Press Release by the Minister for Justice, Equality and Defence

Mr. Alan Shatter T.D.

20 November 2012

The Minister for Defence has accepted the recommendations of A Value for Money (VFM) Review of the Reserve Defence Force The Reserve Defence Force is comprised of the First Line Reserve, the Army Reserve (formerly an FCÁ) and the Naval Service Reserve (formerly an Slua Muirí).. The Minister has also accepted the proposed re-organisation of the Reserve Defence Force (RDF) arising in response to the VFM Review.

The Minister said: “The measures announced today set out a clear, realistic and viable direction for the future of the Reserve. A “Single Force” concept is at the heart of the new organisation. Permanent and Reserve Units will have closer working relations with Permanent Defence Force Units now having dedicated Reserve components, This will facilitate more effective training and improve capability into the future. Reservists will also have more opportunities to give practical assistance, in a voluntary unpaid capacity. Consolidation in a smaller number of locations has facilitated the retention of a countrywide presence. While the closure of many RDF locations is regrettable, the findings of the VFM and the reality of the resources available demanded reform. The Government values and appreciates the voluntary service of active members of the Reserve. The steps now being taken aim to ensure a viable Reserve that is appropriate for our requirements.
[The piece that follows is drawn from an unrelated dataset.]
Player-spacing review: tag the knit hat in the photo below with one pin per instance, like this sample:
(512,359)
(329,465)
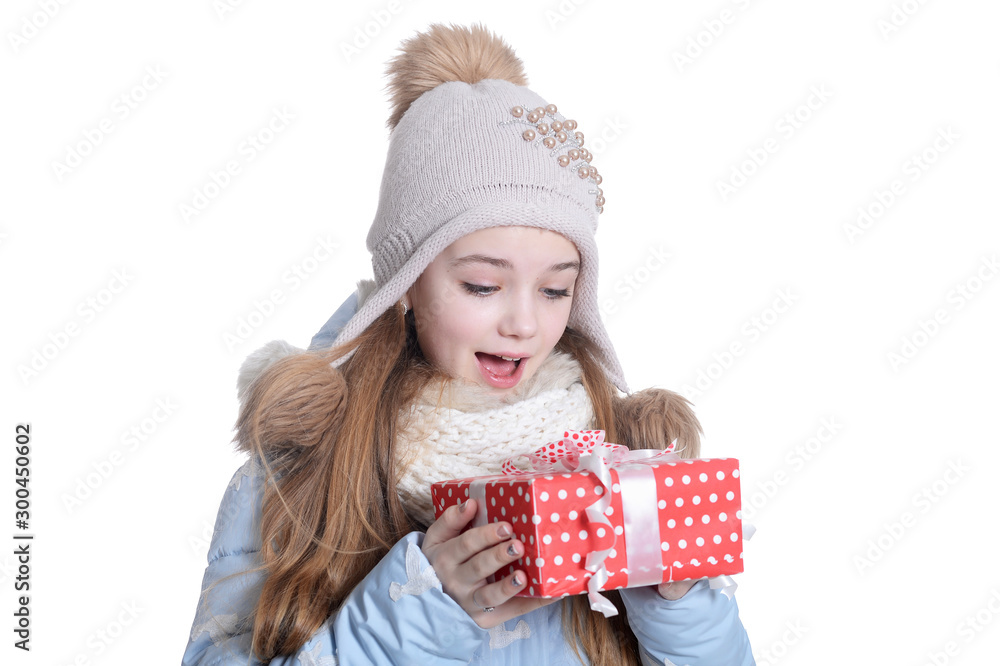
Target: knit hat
(471,148)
Commenting on the recommendations of the report, Lieutenant General Sean Mc Cann Chief of Staff said:

“I am acutely aware of the key strengths of the Reserve Defence Forces and the exceptional calibre and dedication of its members. Their contribution in terms of community volunteerism and military support to the State is significant. In order to guarantee the future viability of the Reserve, a radical and fundamental re-organisation is required in line with what is being implemented for the Permanent Defence Forces. When fully implemented, this plan will deliver a more effective Force who’s Permanent Soldiers are supported as appropriate by a credible and fit for purpose Reserve, as a single force.”

Note for Editors:

The VFM Review of the Reserve Defence Force was undertaken by an independently chaired Steering Committee comprised of representatives from the Department of Defence, the Defence Forces, and the Department of Public Expenditure and Reform. The full text of the Value for Money Review of the Reserve Defence Force can be viewed on the Department of Defence website

Revised organisational structures for the Army Reserve and Naval Service Reserve were prepared by a joint Civil-Military Group that had previously prepared the re-organisation proposals for the Permanent Defence Force. These were agreed by the Secretary General and Chief of Staff and approved by the Minister for Defence.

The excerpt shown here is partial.